Разрывов пиро-гранат она уже не почувствовала.

6 Рандеву

Парсонс ненавидел свою работу.

Сидеть тут битый час, изображать увлечённость каким-то дурацким шоу, а самому только и следить, чтобы камера держала объект.

Лучше бы он, право, заделался служанкой, осел бы где-нибудь в коммерческой контрразведке «Джи-И», его туда сто раз звали. Работа непыльная, но уважаемая. Технари, правда, достают, зато честный трёхнедельный отпуск, в потенциале – личная вилла в горах и уважаемая должность начальника какого-нибудь отдела с бессмысленным буквенно-цифровым кодом.

Все тебя любят, в рот заглядывают, медицина по высшему разряду, большая квартира в верхних уровнях. Угу. Начальство, вытирающее об тебя ноги, коллеги, жаждущие тебя утопить в дерьме при первой возможности, а стоит покинуть башню, тут же за тобой трое начинают следить, а двое твоих начинают следить за теми троими, и так по кругу.

Зверинец.

Лучше уж так, неверных жён выслеживать. А в корпоративные дрязги он не полезет ни за какие коврижки.

Так что, как бы Парсонс ни ненавидел свою работу, она была лучшим занятием, которое он мог себе представить.

Нужны кредиты – не спишь неделями, по горло накачавшись стимуляторами, постоянно рискуешь схлопотать по морде или, что хуже, угодить в поле зрения корпоративных служанок.
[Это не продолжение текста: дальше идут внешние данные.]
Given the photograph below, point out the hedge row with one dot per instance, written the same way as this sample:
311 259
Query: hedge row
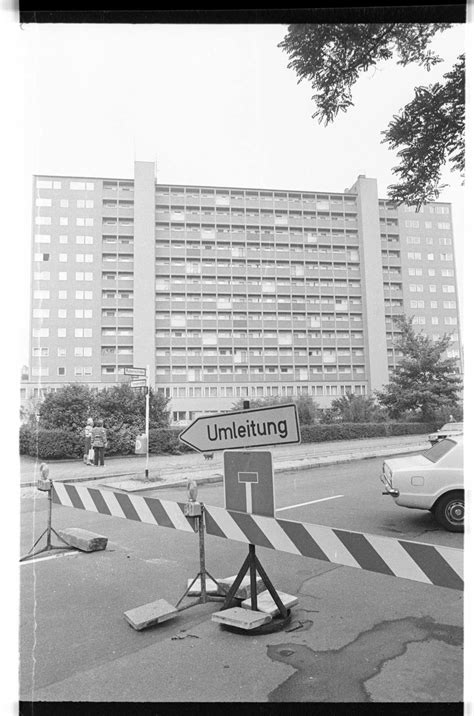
351 431
61 444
С другой стороны, не нужны кредиты – валяешься на диване, месяцами не снимая халата, тапочек и любимых трусов-боксеров на три размера больше. Зарастаешь в своё удовольствие шерстью, как бабуин, прокуриваешь холостяцкое гнёздышко до жалоб от соседей, только и забот, что гонять излишне приютившихся девок за порог. Серьёзные отношения – это не для нас, нас на позатой неделе чуть из разрядника не укокошили, зачем нам лишние процессии безутешных вдов и сирот.
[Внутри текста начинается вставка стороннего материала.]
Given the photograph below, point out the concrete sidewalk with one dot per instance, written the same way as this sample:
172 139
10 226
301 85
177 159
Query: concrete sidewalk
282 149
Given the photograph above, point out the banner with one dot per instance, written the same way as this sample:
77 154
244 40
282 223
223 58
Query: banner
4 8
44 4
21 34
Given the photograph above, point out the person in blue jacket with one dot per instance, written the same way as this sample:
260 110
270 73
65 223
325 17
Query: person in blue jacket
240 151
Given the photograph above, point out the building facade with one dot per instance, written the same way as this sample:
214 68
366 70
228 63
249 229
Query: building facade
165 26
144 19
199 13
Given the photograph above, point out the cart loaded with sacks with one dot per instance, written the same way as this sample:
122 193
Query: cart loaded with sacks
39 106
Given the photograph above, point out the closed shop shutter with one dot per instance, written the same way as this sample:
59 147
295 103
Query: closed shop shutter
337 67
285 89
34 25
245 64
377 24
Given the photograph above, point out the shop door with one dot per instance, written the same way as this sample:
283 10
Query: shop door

Парсонс снова поправил сползающую с плеча камеру. Да, сидеть лицом к объекту – непрофессионально. Почует ещё, чего доброго. А лишние неудобства – издержки профессии, не более того.

Ну так о чём это мы, о вдовах.

Нет, правда, опасность его рода занятий принято серьёзно преувеличивать. В реалах любят изображать из них таких бэтманов начала прошлого века, в плащах с ушками. Или в трико с вытянутыми коленками. Нинжя такие без страха и упрёка, скачут по стенам, палят из чего попало, любят тихо пристукнуть кого-нибудь в сторонке.
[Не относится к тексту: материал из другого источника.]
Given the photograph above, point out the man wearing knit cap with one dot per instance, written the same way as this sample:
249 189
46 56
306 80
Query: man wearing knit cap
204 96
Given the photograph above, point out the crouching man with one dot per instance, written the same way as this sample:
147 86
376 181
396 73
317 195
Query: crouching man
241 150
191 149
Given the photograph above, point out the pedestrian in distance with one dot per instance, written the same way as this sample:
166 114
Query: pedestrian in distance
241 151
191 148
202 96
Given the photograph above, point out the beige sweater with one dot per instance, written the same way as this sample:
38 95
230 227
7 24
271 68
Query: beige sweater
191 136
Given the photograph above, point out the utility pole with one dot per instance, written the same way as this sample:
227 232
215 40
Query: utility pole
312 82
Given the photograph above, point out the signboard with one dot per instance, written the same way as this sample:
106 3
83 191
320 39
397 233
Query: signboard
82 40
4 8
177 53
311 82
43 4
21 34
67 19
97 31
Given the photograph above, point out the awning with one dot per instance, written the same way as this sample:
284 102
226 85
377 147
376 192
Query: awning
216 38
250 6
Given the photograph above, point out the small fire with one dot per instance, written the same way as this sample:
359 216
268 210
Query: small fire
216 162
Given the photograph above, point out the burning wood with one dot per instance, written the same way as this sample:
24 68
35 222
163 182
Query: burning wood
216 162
Персекьюторам22 вроде Парсонса подобное могло разве что в кошмарном сне привидеться. То есть да, бывало, забирались в нехорошие места, и спецтехники в трёх схронах у нас навалом, но Парсонс твёрдо знал правило номер раз – если тебе вдруг понадобилось что-то сложнее продающегося в соседнем молле, уже можно начинать уносить ноги, потому что скоро начнётся.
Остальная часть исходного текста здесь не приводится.